Yargı yetkisini, Anayasanın 9. Maddesine göre, Türk Milleti adına kullanan Mahkememizce, uyuşmazlık konusu hakkında, yapılan açık duruşmalar ve yargılama sonunda(Ay. m.141); toplanan deliller, iddia ve savunmalar ile tüm dosya mündericatı incelenip hep birlikte değerlendirildiğinde; davanın —- sözleşmesinden kaynaklandığı, niteliği itibariyle davaya eser sözleşmesine ilişkin hükümlerin uygulanması gerektiği, eser sözleşmelerinin TBK’da düzenlenmiş olması nedeniyle davanın mutlak ticari dava niteliğinde olmadığı, —- dairesinden gelen yazı cevaplarından davacının tacir olmadığının anlaşılması, uyuşmazlığın her iki tarafın ticari işletmesiyle ilgili olmaması nedeniyle nisbi ticari dava olarak da değerlendirilemeyeceği, davaya bakma görevinin genel mahkeme olan —- Mahkemesine(HMK m.2) ait olduğu, mahkemenin görevli olmasının(HMK m.114/1-c) dava şartlarından olduğu, mahkemece, dava şartlarının mevcut olup olmadığının, davanın her aşamasında kendiliğinden(HMK m. 115/1) nazara alınacağı, tespit edilen dava şartı noksanlığının giderilmesinin mümkün olmadığı sonuç ve vicdani kanaatine(Ay. m.138) varılarak yargılama harç ve giderleri görevli mahkemede değerlendirilmek üzere Mahkememizin görevsizliğine karar vermek gerekmiş ve aşağıdaki şekilde hüküm tesis edilmiştir.
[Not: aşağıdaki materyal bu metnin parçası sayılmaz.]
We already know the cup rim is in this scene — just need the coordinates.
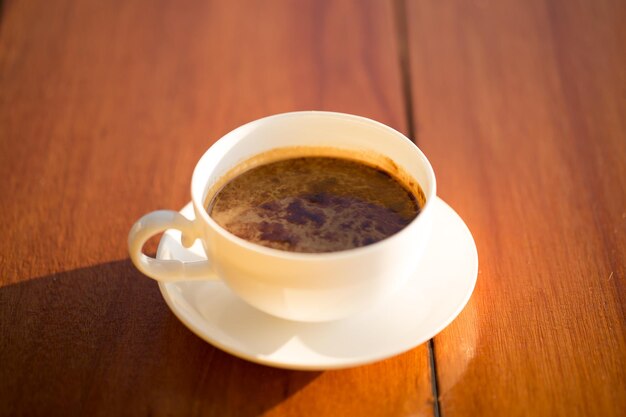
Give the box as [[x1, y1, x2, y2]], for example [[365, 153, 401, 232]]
[[191, 111, 437, 260]]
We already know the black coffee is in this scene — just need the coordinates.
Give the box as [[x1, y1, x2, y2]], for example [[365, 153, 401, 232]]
[[207, 156, 423, 253]]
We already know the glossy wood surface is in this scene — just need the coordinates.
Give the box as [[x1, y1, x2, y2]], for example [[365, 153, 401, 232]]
[[0, 1, 435, 416], [1, 0, 624, 416], [406, 0, 626, 415]]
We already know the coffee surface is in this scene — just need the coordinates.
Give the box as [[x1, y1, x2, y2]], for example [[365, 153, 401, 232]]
[[207, 157, 421, 253]]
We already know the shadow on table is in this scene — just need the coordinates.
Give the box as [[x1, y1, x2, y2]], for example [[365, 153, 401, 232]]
[[0, 260, 321, 416]]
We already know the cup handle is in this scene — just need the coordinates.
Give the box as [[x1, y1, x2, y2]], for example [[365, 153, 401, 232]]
[[128, 210, 217, 282]]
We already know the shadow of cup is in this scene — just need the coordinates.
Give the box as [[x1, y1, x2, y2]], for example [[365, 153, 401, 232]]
[[0, 260, 320, 416]]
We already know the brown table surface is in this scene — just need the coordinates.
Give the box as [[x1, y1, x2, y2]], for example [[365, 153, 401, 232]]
[[1, 0, 624, 416]]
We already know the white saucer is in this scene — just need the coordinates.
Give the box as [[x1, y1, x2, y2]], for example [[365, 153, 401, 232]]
[[156, 197, 478, 370]]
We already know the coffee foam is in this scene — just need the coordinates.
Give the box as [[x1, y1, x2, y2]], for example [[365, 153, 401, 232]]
[[204, 146, 426, 207]]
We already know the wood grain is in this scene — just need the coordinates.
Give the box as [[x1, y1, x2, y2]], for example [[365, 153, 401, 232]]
[[0, 0, 435, 416], [405, 0, 626, 415]]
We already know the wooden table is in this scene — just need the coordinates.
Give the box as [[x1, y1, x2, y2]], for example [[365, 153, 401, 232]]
[[1, 1, 624, 415]]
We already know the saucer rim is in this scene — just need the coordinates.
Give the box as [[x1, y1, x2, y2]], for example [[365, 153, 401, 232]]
[[157, 197, 478, 370]]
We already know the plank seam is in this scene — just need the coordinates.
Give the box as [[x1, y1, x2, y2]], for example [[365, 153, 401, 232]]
[[428, 339, 442, 417], [392, 0, 417, 144], [393, 0, 442, 415]]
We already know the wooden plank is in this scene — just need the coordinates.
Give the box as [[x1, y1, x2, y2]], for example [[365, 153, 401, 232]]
[[0, 0, 435, 415], [405, 0, 626, 415]]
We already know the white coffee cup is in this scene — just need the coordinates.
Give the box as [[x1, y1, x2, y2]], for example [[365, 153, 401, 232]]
[[128, 111, 436, 322]]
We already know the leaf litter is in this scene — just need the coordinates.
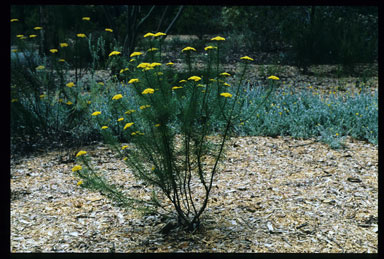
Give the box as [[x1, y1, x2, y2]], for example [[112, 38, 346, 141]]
[[10, 135, 377, 253]]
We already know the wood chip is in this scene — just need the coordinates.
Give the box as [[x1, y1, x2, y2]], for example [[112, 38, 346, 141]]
[[11, 135, 378, 252]]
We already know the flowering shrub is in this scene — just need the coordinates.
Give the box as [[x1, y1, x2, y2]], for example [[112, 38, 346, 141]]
[[71, 32, 277, 231]]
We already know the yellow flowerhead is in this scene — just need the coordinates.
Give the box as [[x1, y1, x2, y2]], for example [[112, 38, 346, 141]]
[[105, 28, 113, 32], [66, 101, 73, 105], [154, 124, 161, 127], [128, 78, 139, 84], [33, 27, 43, 30], [166, 62, 174, 66], [152, 62, 162, 67], [182, 46, 196, 52], [188, 76, 202, 82], [204, 46, 217, 51], [172, 86, 183, 90], [77, 180, 83, 186], [60, 43, 68, 48], [144, 32, 156, 38], [49, 49, 58, 53], [153, 32, 166, 37], [125, 110, 136, 114], [77, 33, 86, 38], [82, 17, 91, 21], [16, 34, 24, 38], [130, 52, 143, 57], [36, 65, 45, 70], [123, 122, 134, 130], [112, 94, 123, 100], [210, 36, 225, 41], [267, 75, 280, 80], [66, 82, 75, 87], [76, 150, 87, 157], [101, 126, 108, 129], [220, 72, 231, 77], [91, 111, 101, 116], [72, 165, 82, 172], [148, 47, 158, 52], [117, 118, 124, 122], [120, 68, 128, 74], [137, 62, 151, 69], [220, 92, 232, 98], [109, 51, 121, 57], [29, 34, 37, 38], [179, 80, 187, 83], [142, 88, 155, 95], [11, 19, 19, 22], [240, 56, 254, 61], [122, 145, 129, 150]]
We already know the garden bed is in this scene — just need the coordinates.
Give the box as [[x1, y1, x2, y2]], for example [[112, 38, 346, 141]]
[[10, 135, 377, 252]]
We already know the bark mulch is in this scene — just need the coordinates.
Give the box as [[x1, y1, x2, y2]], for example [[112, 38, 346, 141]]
[[10, 135, 377, 253]]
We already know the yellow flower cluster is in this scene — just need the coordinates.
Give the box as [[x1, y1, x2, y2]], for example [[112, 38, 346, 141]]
[[72, 165, 82, 172], [142, 88, 155, 95], [112, 94, 123, 100], [188, 76, 202, 82], [120, 68, 129, 74], [211, 36, 225, 41], [77, 33, 86, 38], [181, 46, 196, 52], [204, 46, 217, 51], [91, 111, 101, 116], [144, 32, 167, 38], [240, 56, 254, 61], [140, 105, 151, 110], [66, 82, 75, 87], [267, 75, 280, 80], [123, 122, 134, 130], [109, 51, 121, 57], [128, 78, 139, 84], [105, 28, 113, 32], [76, 150, 87, 157], [130, 52, 143, 57], [125, 110, 136, 114], [220, 92, 232, 98], [137, 62, 161, 70]]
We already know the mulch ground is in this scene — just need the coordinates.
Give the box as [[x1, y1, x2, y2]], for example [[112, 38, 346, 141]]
[[10, 135, 377, 252]]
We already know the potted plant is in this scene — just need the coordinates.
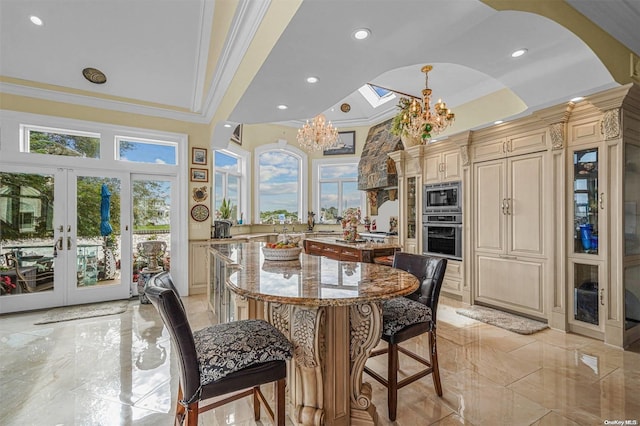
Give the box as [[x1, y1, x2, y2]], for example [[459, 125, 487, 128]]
[[219, 198, 232, 220]]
HÜKÜM : Gerekçesi yukarıda ayrıntılı olarak açıklandığı üzere;
1-Mahkememizin GÖREVSİZLİĞİNE, bu nedenle 6100 sayılı HMK’nın 115/2. Maddesi uyarınca dava şartı noksanlığından davanın usulden REDDİNE,
2-Taraflardan birinin, karar süresi içinde kanun yoluna başvurulmayarak kesinleşmiş ise kararın kesinleştiği tarihten; kanun yoluna başvurulmuşsa bu başvurunun reddi kararının tebliğ tarihinden itibaren iki hafta içinde Mahkememize başvurarak, dava dosyasının görevli mahkemeye gönderilmesini talep etmesi halinde dosyanın görevli —- Nöbetçi Asliye Hukuk Mahkemesi’ne gönderilmesine,
3-Yasal süre içinde Mahkememize başvurarak, dava dosyasının görevli mahkemeye gönderilmesi talep edilmediği takdirde, Mahkememize davanın açılmamış sayılmasına karar verileceğinin iş bu kararın tefhim/tebliği ile İHTARINA,
4-Dava dosyasının talep üzerine gönderilmesi halinde yargılama giderlerine görevli mahkemece hükmedilmesine,
Dair, davacı vekilinin yüzüne karşı, diğerlerinin yokluğunda, gerekçeli kararın taraflara tebliğinden itibaren 2(iki) hafta içerisinde mahkememize veya mahkememize gönderilmek üzere bulunulan yer yada başka bir yer Asliye Ticaret Mahkemesine verilecek bir dilekçe ile başvurmak ve istinaf harç ve masraflarını karşılamak koşulu ile — Bölge Adliye Mahkemesi’ne istinaf yolunun açık olduğu, istinaf dilekçesinde istinaf edilen hususlar ile nedenlerinin belirtilmesinin gerektiği, süresi içerisinde kararın istinaf edilmemesi halinde hükmün kesinleşeceği ve infaz edilebileceği açıklanmak suretiyle açık duruşmada verilen karar açıkça okunup usulen anlatıldı.